John Wallis’ (short and accessible) thesis Destructive Editing and Habitus in the Imaginative Construction of Wikipedia challenges my perspective of Wikipedia as an actual community; that is, a community in which stable, friendly, and collaborative relations can exist. He prefers to view Wikipedia as an “imagined community” of impersonal combatants in which the powerful use a discourse of “neutrality,” “verifiability,” “vandals,” and “trolls” to maintain its structure. He writes “There is very little friendliness or light-heartedness, or even sustained relations of fellowship between any two editors. Editors tend to meet on discussion pages as strangers and make no effort to improve their relationship” (Wallis2012deh, p. 9). Of course, Wikipedia is a big place, and you see different things depending on where you look. Given Godwin’s law (we come to see others online as Nazis) and Wikipedia’s Zeroth law (it shouldn’t work in practice) I thought it important to look at and identify what I call good faith collaboration.
Wallis’ point of view is a worthwhile and interesting perspective. Yet, what I found most interesting is a new scholasticism. In this view a work’s contribution consists exclusively of interpreting an interesting phenomenon in the light of dead philosophers. When I read such a work, I’m left with the feeling that I didn’t actually learn anything new about the world. Perhaps this is why I’m not a very good academic. At heart, I consider myself a geek and a hacker: excited to learn about things that work, to critique and to improve that which does not, and to share the results with others.
Perhaps this scholasticism is part of what I sometimes call “the whiteboard and the shelf.” As a (Web) engineer, the most important thing in my office was the whiteboard on which I could happily collaborate with my peers on a solution to a technical problem. Of course, perhaps a solution already existed, but our solution would no doubt be better! This failing is the “not invented here syndrome.” Conversely, when I was working on my Ph.D. I realized I was coming down with “citation paralysis” syndrome. I felt that I was not able to think and express a thought without first checking the literature. My most important asset had become the book shelf and bibliography.
I like to think I no longer suffer from the “not invented here syndrome” but I am ashamed when I (meaning well) stop creative thought with a reference to the book shelf (i.e., a “citation slap down.”)
So why did Wallis’ piece prompt me to think about this? I’ve rarely seen the new scholasticism stated so directly: Wikipedia offers nothing novel, at least to the anthropologist.

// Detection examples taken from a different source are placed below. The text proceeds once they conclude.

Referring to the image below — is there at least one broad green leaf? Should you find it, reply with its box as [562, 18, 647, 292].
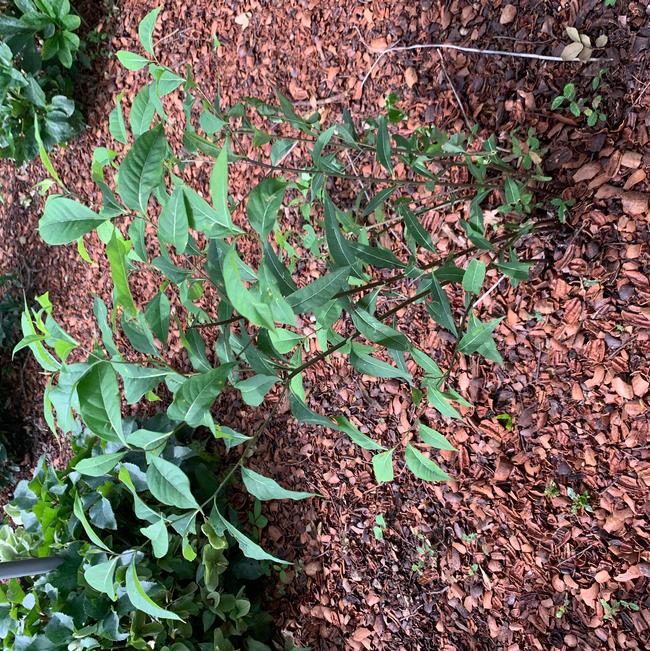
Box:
[235, 375, 278, 407]
[77, 362, 124, 443]
[350, 348, 413, 381]
[74, 452, 126, 477]
[115, 363, 170, 405]
[210, 506, 291, 565]
[419, 422, 456, 452]
[106, 229, 138, 316]
[376, 115, 393, 176]
[427, 274, 458, 336]
[334, 416, 386, 450]
[463, 258, 487, 294]
[458, 317, 503, 354]
[138, 7, 162, 55]
[129, 84, 156, 138]
[147, 457, 199, 509]
[117, 50, 151, 70]
[241, 468, 315, 502]
[399, 204, 436, 252]
[126, 556, 183, 622]
[117, 124, 167, 213]
[140, 518, 169, 558]
[287, 267, 350, 314]
[349, 241, 406, 269]
[38, 195, 106, 244]
[350, 306, 410, 350]
[167, 364, 232, 427]
[158, 185, 189, 253]
[223, 247, 275, 330]
[246, 176, 287, 240]
[372, 448, 395, 484]
[323, 192, 358, 274]
[404, 443, 451, 481]
[108, 93, 129, 145]
[144, 292, 171, 345]
[84, 556, 120, 601]
[72, 491, 111, 552]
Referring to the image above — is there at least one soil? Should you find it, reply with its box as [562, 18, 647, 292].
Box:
[0, 0, 650, 651]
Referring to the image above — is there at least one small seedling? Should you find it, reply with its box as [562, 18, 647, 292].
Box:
[566, 488, 593, 515]
[555, 597, 569, 619]
[372, 513, 386, 540]
[544, 480, 560, 497]
[551, 82, 607, 127]
[496, 416, 512, 432]
[599, 599, 639, 621]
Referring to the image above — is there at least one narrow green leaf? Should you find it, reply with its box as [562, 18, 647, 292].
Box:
[138, 7, 162, 56]
[72, 491, 112, 553]
[246, 176, 287, 240]
[418, 421, 456, 452]
[126, 556, 183, 622]
[38, 195, 106, 244]
[404, 443, 451, 481]
[463, 258, 487, 294]
[241, 468, 315, 502]
[334, 416, 386, 450]
[147, 457, 199, 509]
[372, 448, 395, 484]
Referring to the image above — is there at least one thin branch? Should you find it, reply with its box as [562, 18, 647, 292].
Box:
[361, 43, 610, 89]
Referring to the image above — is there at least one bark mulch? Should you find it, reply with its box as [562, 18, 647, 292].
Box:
[0, 0, 650, 651]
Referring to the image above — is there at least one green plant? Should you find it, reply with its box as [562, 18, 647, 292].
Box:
[0, 0, 82, 163]
[598, 599, 640, 621]
[551, 81, 607, 127]
[7, 3, 545, 649]
[566, 487, 593, 515]
[0, 416, 273, 651]
[372, 513, 386, 541]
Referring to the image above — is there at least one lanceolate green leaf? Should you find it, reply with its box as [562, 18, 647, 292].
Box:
[72, 492, 111, 552]
[287, 267, 350, 314]
[210, 506, 291, 565]
[372, 448, 395, 484]
[463, 258, 487, 294]
[138, 7, 162, 55]
[147, 457, 199, 509]
[38, 195, 106, 244]
[126, 556, 183, 621]
[158, 185, 189, 253]
[117, 125, 167, 213]
[419, 423, 456, 452]
[77, 362, 124, 443]
[350, 307, 410, 351]
[404, 443, 451, 481]
[335, 416, 386, 450]
[108, 93, 128, 145]
[458, 317, 503, 354]
[246, 177, 286, 239]
[167, 364, 232, 427]
[84, 556, 120, 601]
[241, 468, 314, 502]
[74, 452, 125, 477]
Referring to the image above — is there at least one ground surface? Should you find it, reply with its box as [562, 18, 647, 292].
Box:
[0, 0, 650, 651]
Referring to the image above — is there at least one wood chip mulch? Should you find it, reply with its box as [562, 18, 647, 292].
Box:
[0, 0, 650, 651]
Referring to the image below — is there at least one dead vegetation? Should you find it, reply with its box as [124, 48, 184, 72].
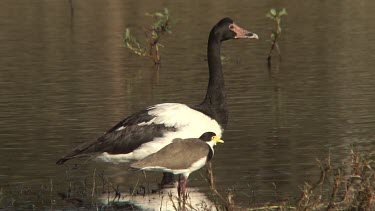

A large proportion of the studies that have been specifically devoted to Wikipedia (and it has been particularly attractive to quantitative sociologists and communications theorists, because of the abundance of raw data) quote at some point a paradigmatic maxim known as the Zeroeth Law: “The problem with Wikipedia is that it only works in practice. In theory, it can never work.” Wikipedia is taken to be an impossible case, and its concrete materialisation therefore constitutes grounds for immediate and surprised investigation. Chieflythe factors most shocking to researchers are Wikipedia’s decentralised coordination, its attraction of willing participants, and its refusal to decline into mess of destructive in-fighting. Decentralised governance is hardly a cause for awe among anthropologists (perhaps this is why they have stayed away), and all of these points are not in truth the distressing anomalies they are made out to be. (Wallis2012deh, p. 32)
Indeed, Wikipedia is fully comprehensible by philosophers (however great) that had never even seen it.
The imaginative construction of Wikipedia is a highly familiar process driven by forces of power/knowledge and division of labour documented by social scientists in the 70s and in the 19th century respectively; it is not a new phenomenon. In some respects it rests on a “network” frame but it is always fleshed out by political and other discursive practices of different kinds, many of which are amenable to Bourdieuian theorisation. (Wallis2012deh, p. 38)
Granted, Bourdieu was brilliant. And I’m sympathetic to those that challenge ahistoricism. Indeed, in the book I wrote “A hazard in thinking about new phenomena — such as the Web, wiki, or Wikipedia — is to aggrandize novelty at the expense of the past. To minimize this inclination I remind myself of the proverb ‘the more things change, the more they stay the same.’” I then used nineteenth century history and Quakers to frame and explain Wikipedia! But Wallis’ quotes seem all-together bleak.